—Que je sollicite depuis si longtemps en vain.
—Vous allez le savoir. Il y a des moments où ma solitude me pèse. Mon amant a une famille qui le tient et dont il m'assomme. Je ne peux pas sortir avec lui. Jamais de parties fines, point de voyages; le spectacle comme ce soir, toute seule dans un coin.
—Mais il y a le duc de Charnay! il parle assez de son Angèle.
—Une ancienne liaison!
—Qui renaît de ses cendres de temps en temps.

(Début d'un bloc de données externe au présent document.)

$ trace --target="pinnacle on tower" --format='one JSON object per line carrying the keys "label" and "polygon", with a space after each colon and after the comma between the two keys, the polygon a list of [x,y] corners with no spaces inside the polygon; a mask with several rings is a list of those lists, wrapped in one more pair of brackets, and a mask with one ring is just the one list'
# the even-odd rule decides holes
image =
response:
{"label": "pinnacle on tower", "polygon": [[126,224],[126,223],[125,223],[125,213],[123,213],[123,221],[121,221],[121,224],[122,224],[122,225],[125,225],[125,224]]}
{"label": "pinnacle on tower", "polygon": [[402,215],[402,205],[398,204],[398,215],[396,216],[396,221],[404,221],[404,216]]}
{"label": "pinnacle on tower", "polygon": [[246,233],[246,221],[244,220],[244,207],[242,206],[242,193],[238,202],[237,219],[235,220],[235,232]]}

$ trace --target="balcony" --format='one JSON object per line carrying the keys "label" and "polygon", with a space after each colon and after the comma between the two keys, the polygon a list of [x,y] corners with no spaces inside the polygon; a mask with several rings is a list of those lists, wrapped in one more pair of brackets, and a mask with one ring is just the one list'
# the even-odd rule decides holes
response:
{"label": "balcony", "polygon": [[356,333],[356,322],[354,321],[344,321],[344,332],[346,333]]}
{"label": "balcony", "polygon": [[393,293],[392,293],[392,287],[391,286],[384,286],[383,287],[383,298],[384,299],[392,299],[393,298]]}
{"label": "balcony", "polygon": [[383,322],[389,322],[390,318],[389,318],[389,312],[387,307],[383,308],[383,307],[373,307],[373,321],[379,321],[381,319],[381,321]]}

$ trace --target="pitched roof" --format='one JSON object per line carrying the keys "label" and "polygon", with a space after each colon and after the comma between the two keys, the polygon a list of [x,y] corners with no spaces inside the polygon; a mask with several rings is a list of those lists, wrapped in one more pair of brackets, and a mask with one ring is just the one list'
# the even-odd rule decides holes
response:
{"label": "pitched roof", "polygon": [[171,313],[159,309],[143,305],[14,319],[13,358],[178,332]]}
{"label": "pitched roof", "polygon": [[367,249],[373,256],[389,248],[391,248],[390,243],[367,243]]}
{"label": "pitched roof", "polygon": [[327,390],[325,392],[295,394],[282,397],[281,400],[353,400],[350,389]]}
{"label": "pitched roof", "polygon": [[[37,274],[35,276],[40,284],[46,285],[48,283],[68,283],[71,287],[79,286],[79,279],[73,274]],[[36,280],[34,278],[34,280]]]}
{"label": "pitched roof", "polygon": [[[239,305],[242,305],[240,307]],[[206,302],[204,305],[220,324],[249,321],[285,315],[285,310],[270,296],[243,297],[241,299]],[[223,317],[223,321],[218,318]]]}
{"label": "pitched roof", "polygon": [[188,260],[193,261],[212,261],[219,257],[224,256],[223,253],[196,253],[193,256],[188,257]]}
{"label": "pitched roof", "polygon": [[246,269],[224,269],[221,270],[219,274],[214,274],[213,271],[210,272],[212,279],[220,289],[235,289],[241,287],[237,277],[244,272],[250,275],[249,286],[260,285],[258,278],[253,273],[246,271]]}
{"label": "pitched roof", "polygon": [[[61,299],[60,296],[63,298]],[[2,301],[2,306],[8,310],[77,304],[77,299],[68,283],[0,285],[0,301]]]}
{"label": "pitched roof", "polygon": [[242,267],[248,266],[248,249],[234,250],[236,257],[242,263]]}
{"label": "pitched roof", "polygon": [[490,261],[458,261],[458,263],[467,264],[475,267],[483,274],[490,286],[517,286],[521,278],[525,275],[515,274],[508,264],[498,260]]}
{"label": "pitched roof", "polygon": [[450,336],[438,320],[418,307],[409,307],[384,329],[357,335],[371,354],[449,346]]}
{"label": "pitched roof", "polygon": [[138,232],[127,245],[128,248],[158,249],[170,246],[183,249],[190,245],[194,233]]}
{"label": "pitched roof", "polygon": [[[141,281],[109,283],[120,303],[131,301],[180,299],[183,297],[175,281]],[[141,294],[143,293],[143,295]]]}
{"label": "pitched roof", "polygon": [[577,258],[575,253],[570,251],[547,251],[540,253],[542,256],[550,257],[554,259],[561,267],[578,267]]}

—Vous savez; quand on a soupé ensemble, il est difficile de refuser...
—Ce qu'on a déjà donné.
—Mais il m'est insupportable avec ses manières de coquette, ses bijoux aux doigts, ses diamants à la chemise. Ce n'est pas un homme, c'est une poupée, un mannequin de tailleur, et je suis sûre qu'il ne passe pas auprès d'une fontaine sans se mirer dedans. Et pas le sou. Il est obligé de compter et nul besoin de savoir beaucoup d'arithmétique pour additionner ses biens. Prodigue en apparence, ladre au fond comme un usurier. Il ressemble aux papillons. De la poudre d'or sur les ailes. Quand on a soufflé dessus, il n'en reste rien.
—Et le jeune Abraham?
—Autre misère. Bête comme une oie et encore, s'il avait été au Capitole...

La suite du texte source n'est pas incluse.